Pandav Kumar Murder Signals Delhi Turning Into a Tinderbox
Pandav Kumar Murder Signals Delhi Turning into a Tinderbox. (A representative image.)
Rising population, political distractions, and a culture of public threats are fueling fear across the national capital
By MANISH ANAND
New Delhi, April 29, 2026 — If one steps out late in the night in Delhi, she or he must stay most worried — not just an accident may lurk, but someone even can fatally shoot for trivial matters. Pandav Kumar, 21, wouldn’t have known the name of his assassin. Delhi Police Special Cell head constable shot Kumar dead for no enmity. Possibly, Kumar’s identity of being from Bihar made Neeraj press the trigger.
The outrage among the people in Bihar is reasonable. Prime Minister Narendra Modi had fallen in love with Litti-Chokha much ahead of the Bihar Assembly elections last year. Modi also had wrapped his head with a gamcha to assert his fondness for a Bihari sartorial style.
Union Minister for Home Affairs Amit Shah is the true boss of the Delhi Police. Indeed, Delhi’s lieutenant governor Taranjit Singh Sandhu should be known as the immediate lord of the Delhi Police. But Sandhu is still celebrating his appointment as Delhi’s LG. A congratulatory post from US President Donald Trump has been his big assertion of an international stature.
Last week, an IIT Delhi girl student was allegedly raped and killed in the national capital. Another man was shot dead over a parking dispute in eastern parts of Delhi. Killing in Delhi for trivial matters seems to have become not an aberration.
The mainstream media’s obsession with amplifying neta has somehow lifted the spotlight from crime reporting dominating the space. In fact, similar cases during Manmohan Singh-led regime at the Centre had the people seething and fuming at the Jantar Mantar, which is almost out of bounds for the argumentative Indians.
An age-old rationalization of runaway crimes in Delhi remains — how can the police stop such incidents; can the police guard each person?
Delhi Police almost has over one lakh personnel in its ranks. A sizable number of them guards India’s VIP netas. The policing drill that instils a popular sense of rule of law has somehow escaped the attention of the bosses at the Delhi Police headquarters. The outfit may even score low on professionalism. Over a decade ago, many of the police personnel had failed a fitness test, as reported in The Asian Age.

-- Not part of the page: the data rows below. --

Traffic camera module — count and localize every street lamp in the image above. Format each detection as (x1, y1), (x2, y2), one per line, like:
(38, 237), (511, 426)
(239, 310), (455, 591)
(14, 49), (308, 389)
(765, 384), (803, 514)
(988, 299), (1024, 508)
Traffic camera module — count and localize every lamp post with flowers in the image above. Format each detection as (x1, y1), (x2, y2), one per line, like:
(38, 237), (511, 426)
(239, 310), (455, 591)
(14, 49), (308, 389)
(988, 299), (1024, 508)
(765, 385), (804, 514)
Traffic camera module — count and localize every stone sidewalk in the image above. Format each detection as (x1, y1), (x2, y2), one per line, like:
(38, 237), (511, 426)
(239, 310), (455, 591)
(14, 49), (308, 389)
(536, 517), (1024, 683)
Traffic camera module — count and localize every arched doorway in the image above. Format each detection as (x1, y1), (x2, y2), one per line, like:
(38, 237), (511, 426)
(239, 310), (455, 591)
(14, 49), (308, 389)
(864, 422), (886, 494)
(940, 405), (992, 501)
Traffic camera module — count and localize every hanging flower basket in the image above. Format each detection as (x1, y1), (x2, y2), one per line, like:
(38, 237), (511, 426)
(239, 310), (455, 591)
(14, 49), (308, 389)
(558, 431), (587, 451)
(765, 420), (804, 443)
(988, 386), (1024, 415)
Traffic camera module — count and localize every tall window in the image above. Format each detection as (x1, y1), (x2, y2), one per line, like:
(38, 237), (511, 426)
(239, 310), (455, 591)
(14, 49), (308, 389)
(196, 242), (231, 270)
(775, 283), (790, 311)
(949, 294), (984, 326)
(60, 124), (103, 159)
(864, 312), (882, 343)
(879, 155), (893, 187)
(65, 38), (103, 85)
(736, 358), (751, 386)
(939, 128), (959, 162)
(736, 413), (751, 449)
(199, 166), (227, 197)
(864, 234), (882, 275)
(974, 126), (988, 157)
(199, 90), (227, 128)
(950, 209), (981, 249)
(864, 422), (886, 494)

As Delhi grows big in number of the people living, the administrators seem busier in acts of politics. Reels and screens shout out threats — every minute and every hour, day in and day out. Delhi now arguably breathes an intimidating air. Anonymity is now no protection. Delhi surely now seems a tinder box.
(This is an opinion piece. Views expressed are the author’s own.)